Iranian Foreign Ministry spokesman Nasser Kan'ani

Iran has slammed the death of Keenan Anderson, the cousin of a co-founder of the Black Lives Matter movement, after he was repeatedly tasered by police officers in Los Angeles, saying the United States must be held to account for systematic violation of human rights.

Iranian Foreign Ministry spokesman Nasser Kan'ani said on Saturday that the US government must be held accountable for this "inhumane crime" and its irresponsibility vis-à-vis the repetition of gross and systematic violations of human rights in the country, particularly the rights of minorities and people of color.

Anderson, 31, cousin of Patrisse Cullors, died at a hospital in Santa Monica, California, after suffering a cardiac arrest following the incident on the afternoon of January 3 in Los Angeles’ Venice neighborhood.

According to reports, the school teacher was repeatedly tasered by Los Angeles police officers and restrained following a traffic accident.

In a 13-minute body-cam footage released by LAPD on Wednesday, Anderson is seen begging for help as multiple officers hold him to the ground and one officer presses his elbow along with his body weight onto his neck.

“They’re trying to George Floyd me. They’re trying to George Floyd me,” Anderson can be heard saying in the footage, in reference to the US police killing of Floyd in May 2020 in  Minneapolis that sparked racial justice protests around the world.

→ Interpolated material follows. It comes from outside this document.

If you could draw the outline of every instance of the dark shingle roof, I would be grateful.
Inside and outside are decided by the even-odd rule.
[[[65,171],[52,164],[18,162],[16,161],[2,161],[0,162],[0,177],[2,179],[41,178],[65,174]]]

Kan'ani further lambasted the US' hypocritical policies on meddling with other countries' affairs, saying, "The American regime, which hypocritically interferes in the internal affairs of other countries and sheds crocodile tears in order to achieve political goals, remains silent regarding the extreme violence and discriminatory and hate-mongering actions of the country's police against people of color."

The Iranian spokesperson added that the US police's brutal action in murdering Anderson, which was repetition of Floyd's heinous killing, once again shocked the world.

A 2021 study in the medical journal The Lancet recorded 30,800 deaths from police violence across the country between 1980 and 2018, far higher than estimates offered by the US National Vital Statistics System. 

It said more than 55 deaths of deaths from police violence in the US from 1980 to 2018 were misclassified or unreported in official vital statistics reports.

Meanwhile, according to new data released earlier this month, US police killed at least 1,176 people in 2022, making it the deadliest year on record for police violence in the country since experts first started tracking the killings.